It seems like the two of them are debating somewhat different things. Moran takes a more philosophical approach — if you hold an opinion, even one that’s been repeatedly debunked, let’s hear you out and debate the matter.

Coyne is saying this is settled science, not an issue worth debating, so there’s no reason to hear what the “other side” has to say. (In his view, the Ken Ham/Bill Nye debate should never have taken place, even if you think it was ultimately an embarrassment for Creationists.)

If that’s a fair assessment, then I would side with Coyne. Given that the budget for each talk in this seminar, including travel, lodging, and honorarium, is about $1100, I think that money could be better spent on someone who could discuss an actual scientific controversy instead of a fictional one like Dembski. Let a church bring him in, not a prestigious university.

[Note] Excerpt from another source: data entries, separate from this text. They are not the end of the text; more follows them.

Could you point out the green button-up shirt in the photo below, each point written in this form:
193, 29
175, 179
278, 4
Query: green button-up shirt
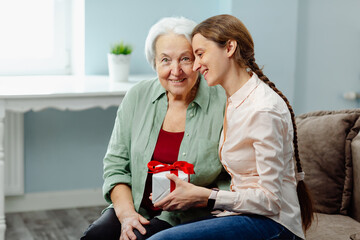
137, 126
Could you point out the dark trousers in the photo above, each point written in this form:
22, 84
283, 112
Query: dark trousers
108, 227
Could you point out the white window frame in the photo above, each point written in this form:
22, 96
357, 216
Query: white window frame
60, 63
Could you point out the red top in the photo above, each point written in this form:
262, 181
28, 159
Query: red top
166, 151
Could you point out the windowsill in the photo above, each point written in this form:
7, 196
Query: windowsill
64, 85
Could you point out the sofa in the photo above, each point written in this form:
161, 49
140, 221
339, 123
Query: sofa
329, 148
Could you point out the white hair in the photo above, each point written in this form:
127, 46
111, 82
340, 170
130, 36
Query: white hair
168, 25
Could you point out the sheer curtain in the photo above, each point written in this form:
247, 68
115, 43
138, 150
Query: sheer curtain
35, 37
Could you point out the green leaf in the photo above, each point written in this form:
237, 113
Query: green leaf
121, 48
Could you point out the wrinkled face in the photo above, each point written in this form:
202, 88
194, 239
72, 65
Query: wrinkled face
174, 65
210, 60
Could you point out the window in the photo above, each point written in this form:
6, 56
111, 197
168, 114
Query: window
35, 37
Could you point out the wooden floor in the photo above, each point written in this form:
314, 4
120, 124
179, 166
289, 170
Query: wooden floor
65, 224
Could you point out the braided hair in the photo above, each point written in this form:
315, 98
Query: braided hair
222, 28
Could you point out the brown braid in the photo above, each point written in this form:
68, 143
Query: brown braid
305, 201
255, 68
223, 28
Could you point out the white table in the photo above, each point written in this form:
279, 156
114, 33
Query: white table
22, 94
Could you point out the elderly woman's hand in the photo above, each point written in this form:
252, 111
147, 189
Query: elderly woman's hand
129, 222
185, 196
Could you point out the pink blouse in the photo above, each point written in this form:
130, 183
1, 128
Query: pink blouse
256, 150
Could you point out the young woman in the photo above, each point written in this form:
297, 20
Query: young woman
268, 198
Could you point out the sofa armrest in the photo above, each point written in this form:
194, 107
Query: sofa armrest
355, 205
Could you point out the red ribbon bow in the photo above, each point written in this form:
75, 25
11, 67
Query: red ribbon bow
156, 167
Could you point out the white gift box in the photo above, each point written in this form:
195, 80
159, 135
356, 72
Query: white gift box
161, 184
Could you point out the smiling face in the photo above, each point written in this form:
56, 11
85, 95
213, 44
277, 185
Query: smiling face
174, 61
210, 60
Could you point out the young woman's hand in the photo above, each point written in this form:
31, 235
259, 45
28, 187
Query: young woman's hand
185, 196
129, 222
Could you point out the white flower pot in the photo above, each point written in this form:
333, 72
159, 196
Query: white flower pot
119, 67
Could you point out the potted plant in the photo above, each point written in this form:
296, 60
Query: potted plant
119, 62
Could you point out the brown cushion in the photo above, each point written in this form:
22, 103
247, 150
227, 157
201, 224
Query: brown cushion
332, 227
324, 139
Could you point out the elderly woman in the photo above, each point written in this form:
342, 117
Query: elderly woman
176, 117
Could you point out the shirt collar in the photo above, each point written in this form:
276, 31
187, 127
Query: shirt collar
240, 95
202, 96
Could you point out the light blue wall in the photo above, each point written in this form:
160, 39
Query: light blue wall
273, 26
111, 21
328, 54
309, 48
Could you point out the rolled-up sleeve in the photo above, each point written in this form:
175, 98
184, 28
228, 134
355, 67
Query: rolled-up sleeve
258, 183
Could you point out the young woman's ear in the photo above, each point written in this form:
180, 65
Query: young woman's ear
231, 47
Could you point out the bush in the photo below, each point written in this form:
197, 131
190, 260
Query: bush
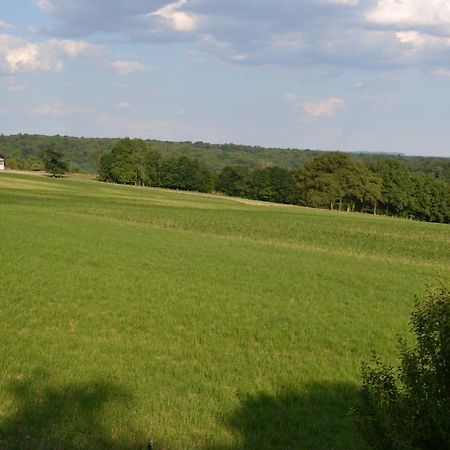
408, 407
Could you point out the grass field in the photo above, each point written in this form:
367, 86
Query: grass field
195, 321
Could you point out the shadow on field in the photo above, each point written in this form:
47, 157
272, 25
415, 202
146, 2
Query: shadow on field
67, 417
317, 418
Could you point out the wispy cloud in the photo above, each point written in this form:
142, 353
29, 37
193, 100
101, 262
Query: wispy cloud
178, 20
410, 12
6, 26
56, 110
324, 108
18, 55
123, 67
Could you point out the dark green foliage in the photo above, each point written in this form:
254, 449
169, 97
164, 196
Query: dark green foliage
396, 186
187, 174
430, 199
86, 152
131, 161
235, 181
54, 163
408, 407
338, 181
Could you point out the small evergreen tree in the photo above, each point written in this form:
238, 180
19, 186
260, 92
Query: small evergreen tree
54, 163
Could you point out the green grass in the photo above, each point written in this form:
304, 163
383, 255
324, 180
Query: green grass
195, 321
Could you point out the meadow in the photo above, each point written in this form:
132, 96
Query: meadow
195, 321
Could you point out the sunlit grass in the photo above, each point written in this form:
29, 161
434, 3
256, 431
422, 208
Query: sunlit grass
194, 320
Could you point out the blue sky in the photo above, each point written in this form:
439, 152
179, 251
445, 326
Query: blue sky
357, 75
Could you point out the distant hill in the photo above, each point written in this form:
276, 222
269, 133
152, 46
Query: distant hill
83, 154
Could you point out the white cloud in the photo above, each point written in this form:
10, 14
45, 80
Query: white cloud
55, 110
128, 67
179, 20
11, 84
325, 108
6, 26
123, 105
344, 2
322, 108
442, 73
17, 55
410, 12
420, 40
45, 5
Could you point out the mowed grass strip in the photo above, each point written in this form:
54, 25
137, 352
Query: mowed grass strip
132, 314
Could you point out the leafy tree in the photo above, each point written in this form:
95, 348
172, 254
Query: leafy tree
105, 168
337, 180
235, 181
396, 186
186, 173
408, 407
54, 163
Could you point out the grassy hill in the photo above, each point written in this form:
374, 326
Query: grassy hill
195, 321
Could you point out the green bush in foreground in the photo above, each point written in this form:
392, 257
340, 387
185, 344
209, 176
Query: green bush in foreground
408, 407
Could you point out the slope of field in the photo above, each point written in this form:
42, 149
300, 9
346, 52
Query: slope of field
195, 321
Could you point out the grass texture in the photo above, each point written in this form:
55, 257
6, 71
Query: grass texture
194, 321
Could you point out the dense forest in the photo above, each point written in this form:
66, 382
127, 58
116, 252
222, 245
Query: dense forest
331, 180
412, 187
24, 151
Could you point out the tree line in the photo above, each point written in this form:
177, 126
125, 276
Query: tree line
82, 154
332, 180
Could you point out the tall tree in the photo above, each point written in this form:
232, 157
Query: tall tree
54, 163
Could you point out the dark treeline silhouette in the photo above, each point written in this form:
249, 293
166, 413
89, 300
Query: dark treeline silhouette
332, 180
23, 151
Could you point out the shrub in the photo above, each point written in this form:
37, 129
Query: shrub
408, 407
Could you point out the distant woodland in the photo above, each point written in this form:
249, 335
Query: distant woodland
413, 187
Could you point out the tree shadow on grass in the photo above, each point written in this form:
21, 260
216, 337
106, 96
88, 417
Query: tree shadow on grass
317, 418
67, 417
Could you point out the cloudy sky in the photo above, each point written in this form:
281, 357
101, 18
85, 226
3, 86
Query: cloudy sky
358, 75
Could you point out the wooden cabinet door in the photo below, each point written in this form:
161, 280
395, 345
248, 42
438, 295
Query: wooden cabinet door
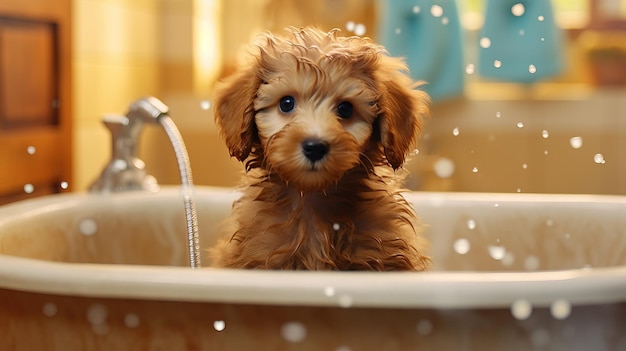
35, 123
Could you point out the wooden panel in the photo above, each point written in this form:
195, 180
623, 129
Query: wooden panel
35, 106
27, 73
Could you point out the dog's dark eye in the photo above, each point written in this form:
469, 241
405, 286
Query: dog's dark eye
287, 104
345, 110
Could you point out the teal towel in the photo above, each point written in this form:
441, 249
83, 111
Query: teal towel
428, 34
520, 41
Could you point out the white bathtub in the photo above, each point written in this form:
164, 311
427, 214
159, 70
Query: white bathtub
512, 272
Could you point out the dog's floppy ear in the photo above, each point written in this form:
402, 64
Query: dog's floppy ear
234, 112
402, 108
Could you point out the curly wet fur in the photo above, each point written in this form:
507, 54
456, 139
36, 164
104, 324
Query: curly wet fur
345, 211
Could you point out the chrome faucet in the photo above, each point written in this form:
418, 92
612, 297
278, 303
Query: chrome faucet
127, 172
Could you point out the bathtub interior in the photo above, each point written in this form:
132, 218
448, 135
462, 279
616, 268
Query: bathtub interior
467, 232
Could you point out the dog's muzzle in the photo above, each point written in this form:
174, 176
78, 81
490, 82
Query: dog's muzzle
314, 149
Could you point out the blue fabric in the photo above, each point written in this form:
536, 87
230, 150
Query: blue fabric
520, 44
430, 41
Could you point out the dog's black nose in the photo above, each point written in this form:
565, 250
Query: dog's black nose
314, 149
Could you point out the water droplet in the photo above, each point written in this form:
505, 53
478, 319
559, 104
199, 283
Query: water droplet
424, 327
443, 167
97, 314
49, 309
219, 325
531, 263
521, 309
560, 309
484, 42
599, 159
87, 227
131, 320
462, 246
496, 252
293, 332
205, 104
576, 142
518, 9
471, 224
360, 29
436, 11
29, 188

It’s worth noting that school officials aren’t presenting Dembski’s view as legitimate. But that shouldn’t matter. They’re giving him a platform and that’s what ID-proponents crave more than anything. Just as Ken Ham will be saying for the rest of his life, “Bill Nye debated me!” Dembski will be able to add a line to his resume that he was invited to give a speech at the University of Chicago. It’s irrelevant how awful that speech is and how much pushback he gets. For that reason, I’m with Coyne: I don’t know why U of C professors would invite him. He’s not bringing anything of value to the table.

I would take issue with one thing Coyne says. He believes inviting Dembski will hurt the school’s reputation. I think that’s overblown. It’s not like Harvard’s reputation was sullied when a student group brought in Ann Coulter in 2002. Hell, controversial figures speak on college campuses all the time — they even give commencement addresses — and the criticism tends to fade away quickly. This, too, will blow over soon.

It doesn’t mean people shouldn’t criticize the committee inviting Dembski, but it’s hardly going to leave a mark on campus.